休みには中古屋のはしごⅢ

基本音楽鑑賞のつもり。ほかに映画・本・日記的なもの・ペットなど。

映画『サンセット』

20200723(了)

映画『サンセット』

 
 ネメシュ・ラースロー監督//ユリ・ヤカブ/ブラド・イバノフ/エベリン・ドボシュ
 2018年製作/142分/ハンガリー・フランス合作/原題:Napszallta
 <★★△>

f:id:kikuy1113:20200805004747j:plain

〈映画.com解説から〉 ラースローの長編第2作。第1次世界大戦前、ヨーロ
ッパの中心都市だったブダペストの繁栄と闇を描いた。1913年、ブダペスト
イリス・レイテルは、彼女が2歳の時に亡くなった両親が遺した高級帽子店
で職人として働くことを夢見て、ハンガリーの首都ブタペストにやってくる。
しかし、現在のオーナーであるオスカール・ブリッルはイリスを歓迎すること
なく追い払ってしまう。そして、この時になって初めて自分に兄がいることを
知ったイリスは、ある男が兄カルマンを探していることを知り、イリスもブタ
ペストの町で兄を探し始める。そんな中、ブタペストでは貴族たちへの暴動
が発生。その暴動はイリスの兄とその仲間たちによるものだった・・・
 
上の解説ではイリスはいたって普通なんだが、実際はどうも彼女、最初っか
ら最後まで、思いつめた様子や目つきで通す。
とにかく、なんでそんなに思い詰めてるんだろうと不可解なままずるずる。
そして秘密めかしたふうな彼女の態度のみならず、周りのそっけなさ、へん
なヤツのみすり寄ってくるのはなんで?
 
とりあえず最大の衝撃は、自分には兄がいるらしいということ。
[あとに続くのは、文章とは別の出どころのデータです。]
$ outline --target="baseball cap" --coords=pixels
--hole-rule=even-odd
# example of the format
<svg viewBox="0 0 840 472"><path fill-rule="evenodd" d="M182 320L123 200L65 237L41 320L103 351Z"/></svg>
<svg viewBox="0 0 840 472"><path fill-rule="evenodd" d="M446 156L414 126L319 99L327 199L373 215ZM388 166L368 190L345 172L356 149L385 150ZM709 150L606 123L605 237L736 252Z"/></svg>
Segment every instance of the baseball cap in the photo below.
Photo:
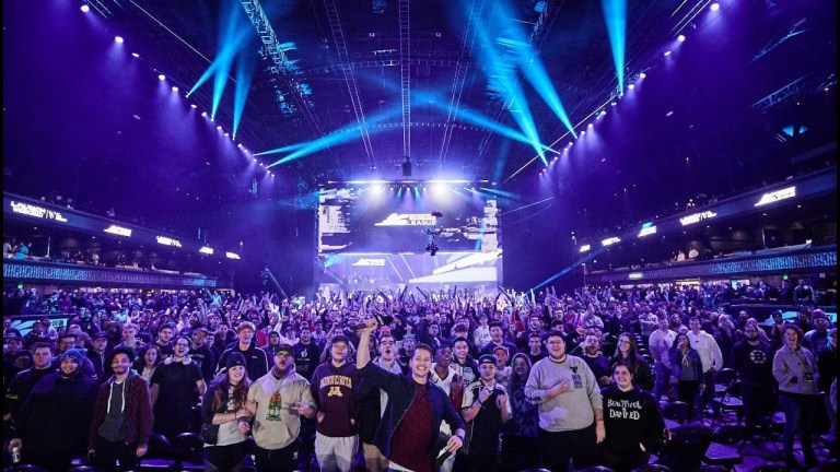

最大の疑問
も兄で、近くにいるらしいが近づけない、生死も不明、どういうことをやっ
ている(やっていた)かもてんでわからない・・・
疑問が一進一退、実に緩慢にながら融けて行くようなんだけれど、前に書い
たように、なんたって端から思いつめているもんだから、彼女にとってのイ
ンパクトの大小が掴めない。
 
おしまいのほうになってようやくわかるのは、世界的な大事件といってもい
いことに兄が絡んでいたり、主舞台帽子屋にもかかわりがあったこと。どう
もこじつけっぽい(そういう演出もありだけどネ)気はしましたけど。
でもそこまでが実にまだるっこしかった。いやその大事件に繋がろうが、繋
がるまいが、実はどうでもいいというか、彼女の疑問や鬱屈の対象が徐々に
ずれながら進んでゆく、そのかったるさが、なかなかしんどかったというこ
とです。
 
彼女は、大事な産業であったらしい「帽子」業界の大店ゆかりの人間で、創
業者である両親が大変なことをしでかしたかで(火事らしい)、遠方にやら
れていたことが、始めはずっとミステリーとして存続するんだけれど、現在
のオーナーの態度振る舞いが、なんとも煮え切らないのみならず、はじめは
撥ねつけていた彼女を、ずるずるとバックアップしだす。その理由がこれま
たわからないんだよね。
大事件を控える20世紀初頭のヨーロッパのなにやらきな臭い町々や雰囲
気などは、それなりに良かったんですが、観ているほうは彼女がおんなじ
調子で思いつめ続けるのに倦み、ロマン派の弦楽四重奏(「死と乙女」の
第二楽章でしょう)がずっと流れ続けるのにも飽きてしまいました。
幕切れには少し驚き、もやもやのいくらかはスッキリしましたが、まるで回
収は足りなかった。2時間20分も長すぎました。(横でカミサンいびき)
「謎を謎のまま叩きつける、芸術家魂が炸裂した怪作」、ウーン、そんなも
んですか。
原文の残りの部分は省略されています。